Where do we go from here?
The newsroom innovations team is still young and evolving, and Kwong said they are still trying to figure out what some of their big, thorny questions are.
“I’d like to share some of these questions with you. These are things I struggle with and grapple with.”
- How do we learn quickly?
- What is the right environment for experimentation?
- What problems should we be tackling?
“Figuring out those three questions is what we’re focusing on,” Kwong concluded.
Q&A
INMA: How free are you to experiment? Do you need approval from the editorial team, and are you linked to the overall strategy of the company?
Kwong: We are free, and we are also accountable in a lot of ways. We try to be very transparent about what we’re working on. The Journal is a very matrixed organisation. So when we take on a project, part of what we think about is if there’s an editorial need for it and in what way this might link to the overall Journal strategy and goals. At the start of a project, we might not know exactly how it will contribute to these things, but we need to at least see that there’s a path towards having an impact.
INMA: Do you create prototypes before or after you ask the question, should we do it?
Kwong: There is some thought that goes into if this is something worth looking into before we start building a prototype. So I guess the answer would be, before we start building anything we try to have a sense of if it’s the right area to play around in. And after we build the prototype, hopefully we generate enough data and insight for the company as a whole to decide if it’s something worth doing.
INMA: How do you source ideas from the newsroom, and how do you go about prioritising your backlog?
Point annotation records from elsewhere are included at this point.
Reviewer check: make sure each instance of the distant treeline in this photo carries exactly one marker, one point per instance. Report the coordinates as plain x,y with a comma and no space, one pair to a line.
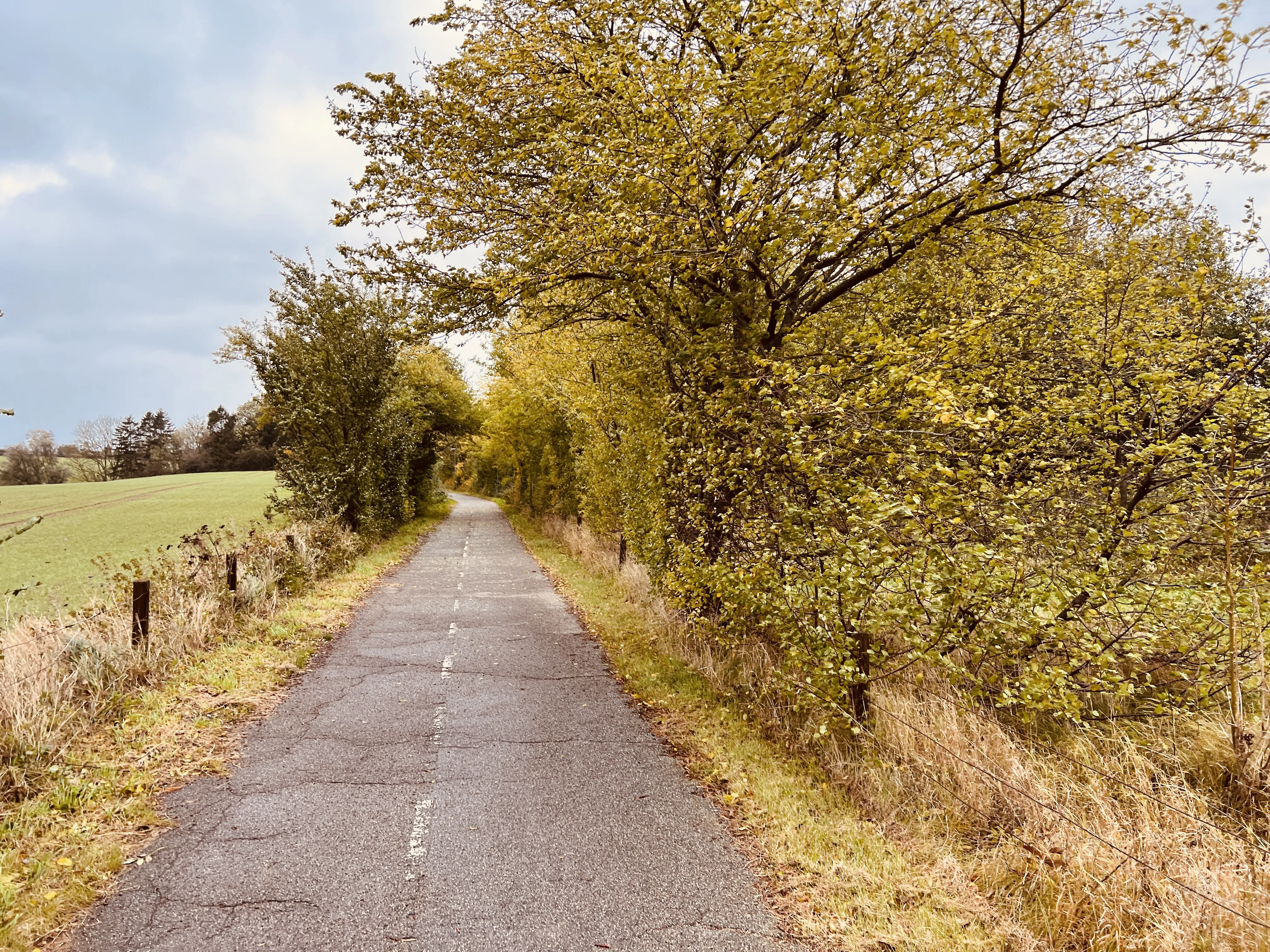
112,449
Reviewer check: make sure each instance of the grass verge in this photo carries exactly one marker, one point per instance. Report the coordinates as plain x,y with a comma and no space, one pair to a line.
835,880
60,850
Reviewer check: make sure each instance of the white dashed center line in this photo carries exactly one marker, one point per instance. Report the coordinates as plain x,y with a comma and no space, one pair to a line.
420,832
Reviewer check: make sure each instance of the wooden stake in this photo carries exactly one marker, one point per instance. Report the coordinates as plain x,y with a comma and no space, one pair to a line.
140,612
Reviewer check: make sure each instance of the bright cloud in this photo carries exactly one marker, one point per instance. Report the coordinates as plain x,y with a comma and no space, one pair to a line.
23,178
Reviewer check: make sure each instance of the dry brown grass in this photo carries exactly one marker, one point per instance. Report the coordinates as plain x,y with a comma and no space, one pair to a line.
61,673
1008,815
88,802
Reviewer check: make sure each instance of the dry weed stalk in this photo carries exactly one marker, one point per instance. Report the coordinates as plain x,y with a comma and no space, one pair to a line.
1009,802
60,675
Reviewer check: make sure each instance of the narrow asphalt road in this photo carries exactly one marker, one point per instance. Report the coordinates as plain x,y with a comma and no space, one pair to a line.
459,774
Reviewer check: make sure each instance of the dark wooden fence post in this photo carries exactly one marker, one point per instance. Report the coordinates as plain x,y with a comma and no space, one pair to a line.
140,612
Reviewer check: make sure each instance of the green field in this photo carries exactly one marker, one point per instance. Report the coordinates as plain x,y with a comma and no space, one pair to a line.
116,520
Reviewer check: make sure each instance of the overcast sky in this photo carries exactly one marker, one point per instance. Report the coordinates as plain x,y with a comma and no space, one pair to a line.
154,154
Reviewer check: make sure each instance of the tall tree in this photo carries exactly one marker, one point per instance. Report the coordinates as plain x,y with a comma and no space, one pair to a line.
721,172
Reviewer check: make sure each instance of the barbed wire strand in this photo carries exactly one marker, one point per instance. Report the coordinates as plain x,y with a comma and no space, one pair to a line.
1052,809
1063,817
1051,748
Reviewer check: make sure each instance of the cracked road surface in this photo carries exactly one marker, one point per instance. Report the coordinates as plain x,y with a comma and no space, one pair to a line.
460,772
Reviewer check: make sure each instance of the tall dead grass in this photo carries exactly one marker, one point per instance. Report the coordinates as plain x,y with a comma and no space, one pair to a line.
1110,838
60,675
Kwong: The coronavirus and working from home has thrown this into a bit of disarray, but we have something called the ideas portal, which is an internal site where any reporter or editor can submit an idea to. Before lockdown we would have large meeting to discuss the ideas that have come in through the portal. In terms of managing our backlog, it’s a process of figuring out if there’s an editorial need and feasibility for it.
INMA: How are revenue and content teams linked?
Kwong: There’s quite a strict wall between editorial and commercial. I guess where they really come together is in the broad strategic goals that are set across the company. In broad terms, the Journal wants to grow its readership, it wants to have more diverse readers, and it wants to engage its readers to have more habit-building, frequent returns. I guess where it comes together is we decided that to hit these goals, we advance both our editorial and revenue goals, things that drove both sides of the business.